Google Draws A Line On Gemini Monetization
Hassabis’s message is simple: Gemini’s core experience won’t be interrupted by ads, at least not in the foreseeable future. That’s notable coming from the world’s largest digital advertising company. Alphabet’s filings show Google generated well over $200 billion in ad revenue in 2023, yet the company appears determined to keep its conversational AI separate from that business model for now.

The decision is as much about user trust as it is about product design. Ads inside a chatbot risk blurring the line between neutral assistance and sponsored placement. Even with clear labeling, the perception of bias can erode confidence—especially for a system meant to draft emails, summarize documents, and help make decisions.
Why Ads In AI Assistants Spark Ongoing Debate
Generative AI responses aren’t a list of links; they’re synthetic prose that appears authoritative. That makes disclosure and separation requirements far more delicate than in a traditional search results page. Regulators in the U.S. and EU have emphasized transparency around AI-generated content and advertising, and industry groups such as the IAB have urged clear labeling standards for sponsored AI outputs.

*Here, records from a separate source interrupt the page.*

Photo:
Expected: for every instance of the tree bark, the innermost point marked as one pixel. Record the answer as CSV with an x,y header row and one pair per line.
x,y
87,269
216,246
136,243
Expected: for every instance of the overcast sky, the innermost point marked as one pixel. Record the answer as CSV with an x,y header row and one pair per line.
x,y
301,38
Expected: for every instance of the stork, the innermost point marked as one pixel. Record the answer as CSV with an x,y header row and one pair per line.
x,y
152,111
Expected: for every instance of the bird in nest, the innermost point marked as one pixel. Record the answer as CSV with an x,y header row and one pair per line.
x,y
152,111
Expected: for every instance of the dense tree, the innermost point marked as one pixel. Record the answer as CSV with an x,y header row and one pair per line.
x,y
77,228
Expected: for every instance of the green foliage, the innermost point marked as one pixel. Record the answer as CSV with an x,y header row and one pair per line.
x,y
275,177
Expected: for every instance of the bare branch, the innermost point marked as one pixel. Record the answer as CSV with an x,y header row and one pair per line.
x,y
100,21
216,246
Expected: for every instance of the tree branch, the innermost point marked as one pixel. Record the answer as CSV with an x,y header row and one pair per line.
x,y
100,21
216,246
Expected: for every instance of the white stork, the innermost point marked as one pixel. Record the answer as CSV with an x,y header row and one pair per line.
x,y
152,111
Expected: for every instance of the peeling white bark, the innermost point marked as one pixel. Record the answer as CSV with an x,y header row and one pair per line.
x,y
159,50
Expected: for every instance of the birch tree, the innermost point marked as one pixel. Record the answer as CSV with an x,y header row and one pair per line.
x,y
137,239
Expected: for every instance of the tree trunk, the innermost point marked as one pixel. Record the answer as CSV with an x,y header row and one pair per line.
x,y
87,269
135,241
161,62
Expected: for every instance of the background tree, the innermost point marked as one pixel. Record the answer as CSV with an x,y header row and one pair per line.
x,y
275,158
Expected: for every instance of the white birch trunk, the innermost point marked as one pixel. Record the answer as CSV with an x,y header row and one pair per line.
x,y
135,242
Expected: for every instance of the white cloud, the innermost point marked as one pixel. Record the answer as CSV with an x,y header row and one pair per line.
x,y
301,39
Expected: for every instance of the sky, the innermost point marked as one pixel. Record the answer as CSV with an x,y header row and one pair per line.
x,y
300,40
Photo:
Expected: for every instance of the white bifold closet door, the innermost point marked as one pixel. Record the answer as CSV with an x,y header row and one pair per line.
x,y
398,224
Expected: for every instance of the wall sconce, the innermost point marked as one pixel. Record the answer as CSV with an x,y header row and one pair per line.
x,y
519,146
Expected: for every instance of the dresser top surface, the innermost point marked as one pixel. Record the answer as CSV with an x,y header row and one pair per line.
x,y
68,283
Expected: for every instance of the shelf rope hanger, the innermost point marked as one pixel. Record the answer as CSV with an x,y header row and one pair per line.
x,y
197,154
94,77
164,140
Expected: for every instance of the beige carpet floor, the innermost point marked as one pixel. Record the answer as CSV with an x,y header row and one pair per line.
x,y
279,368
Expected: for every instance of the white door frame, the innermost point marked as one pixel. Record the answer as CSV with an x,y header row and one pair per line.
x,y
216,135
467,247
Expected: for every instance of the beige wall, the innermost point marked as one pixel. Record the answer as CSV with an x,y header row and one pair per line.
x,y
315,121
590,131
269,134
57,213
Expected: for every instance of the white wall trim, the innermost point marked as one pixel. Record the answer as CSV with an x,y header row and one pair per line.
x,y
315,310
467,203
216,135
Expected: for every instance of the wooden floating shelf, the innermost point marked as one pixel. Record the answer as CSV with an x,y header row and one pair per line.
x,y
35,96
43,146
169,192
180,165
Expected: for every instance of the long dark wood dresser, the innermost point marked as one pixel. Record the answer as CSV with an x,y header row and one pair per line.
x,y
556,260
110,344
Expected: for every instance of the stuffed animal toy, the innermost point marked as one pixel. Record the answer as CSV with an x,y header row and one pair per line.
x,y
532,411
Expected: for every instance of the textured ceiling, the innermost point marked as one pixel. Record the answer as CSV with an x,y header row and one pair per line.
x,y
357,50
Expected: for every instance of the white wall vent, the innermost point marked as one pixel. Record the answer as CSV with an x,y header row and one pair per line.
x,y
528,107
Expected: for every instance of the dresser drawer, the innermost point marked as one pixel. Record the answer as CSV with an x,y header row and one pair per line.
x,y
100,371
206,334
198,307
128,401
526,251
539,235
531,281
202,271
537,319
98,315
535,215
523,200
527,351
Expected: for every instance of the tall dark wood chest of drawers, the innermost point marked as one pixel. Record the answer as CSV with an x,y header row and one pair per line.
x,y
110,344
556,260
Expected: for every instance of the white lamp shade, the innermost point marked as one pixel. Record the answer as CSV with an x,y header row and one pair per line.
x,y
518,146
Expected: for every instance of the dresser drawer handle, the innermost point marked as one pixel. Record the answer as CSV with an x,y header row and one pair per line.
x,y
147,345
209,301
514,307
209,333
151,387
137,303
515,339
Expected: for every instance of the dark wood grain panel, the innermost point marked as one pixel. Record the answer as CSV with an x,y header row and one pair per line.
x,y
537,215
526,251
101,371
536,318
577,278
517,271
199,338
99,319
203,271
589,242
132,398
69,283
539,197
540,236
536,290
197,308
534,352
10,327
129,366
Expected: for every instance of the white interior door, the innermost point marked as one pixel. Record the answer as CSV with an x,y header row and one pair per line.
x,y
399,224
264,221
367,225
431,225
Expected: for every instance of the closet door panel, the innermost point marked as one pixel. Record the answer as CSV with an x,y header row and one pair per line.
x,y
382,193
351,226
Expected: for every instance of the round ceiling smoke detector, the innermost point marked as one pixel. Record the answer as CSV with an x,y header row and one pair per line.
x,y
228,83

It’s worth noting that Google has tested ads in other AI surfaces. The company has experimented with ads alongside AI Overviews in Search, labeled as sponsored. Gemini, however, is positioned as a personal assistant—not a search results page—raising a different set of expectations.
How Google Is Paying For Gemini’s Growth Today
Instead of ads, Google has leaned on subscriptions and enterprise licensing. Gemini Advanced is available through the Google One AI Premium plan, while Gemini for Workspace offers business and enterprise add-ons typically priced around $20–$30 per user per month, according to Google’s publicly listed pricing. Developers can also access Gemini models via Vertex AI and AI Studio on a usage basis.
These choices reflect the hard economics of inference. Analysts at firms such as SemiAnalysis have estimated that complex large-model responses cost multiple cents each in compute, far above a typical web search. Squeezing those costs into an ad-funded free tier is challenging without compromising speed, quality, or both.

OpenAI’s Different Bet On Ads In ChatGPT Tiers
OpenAI has said ads in ChatGPT will appear in its free and Go tiers, with assurances that ads won’t influence responses and that user conversations won’t be shared with advertisers. The company framed the move as a way to keep AI accessible while supporting its broader mission. It’s a notable shift: in 2024, CEO Sam Altman described ads as a last resort even as compute needs surged and competition intensified.
OpenAI’s user base is massive—at its developer conference in late 2023, the company cited over 100 million weekly active users—so even small monetization tweaks can move the needle. The tradeoff is reputational: if users feel ads creep into recommendations or tone, satisfaction could slip. That is the risk Google appears intent on avoiding with Gemini.
What To Watch Next As AI Monetization Strategies Evolve
“No plans” is not a legal covenant, and strategies evolve. The stronger signal is where Google is investing: premium AI subscriptions, enterprise bundles, and developer platforms. If those revenue streams scale, the company can keep Gemini ad-free without sacrificing growth.
Keep an eye on three markers:
- Whether Google expands Gemini’s paid tiers or usage limits
- How aggressively it prices Workspace add-ons
- Whether any sponsored elements appear around—but not inside—Gemini experiences
Also watch for standards from regulators or industry bodies that could codify how AI assistants disclose commercial content.
For now, the takeaway is straightforward. As rivals test advertising in chatbots, Google wants Gemini to feel like a neutral, trustworthy assistant—and is willing to leave ad dollars on the table to protect that perception.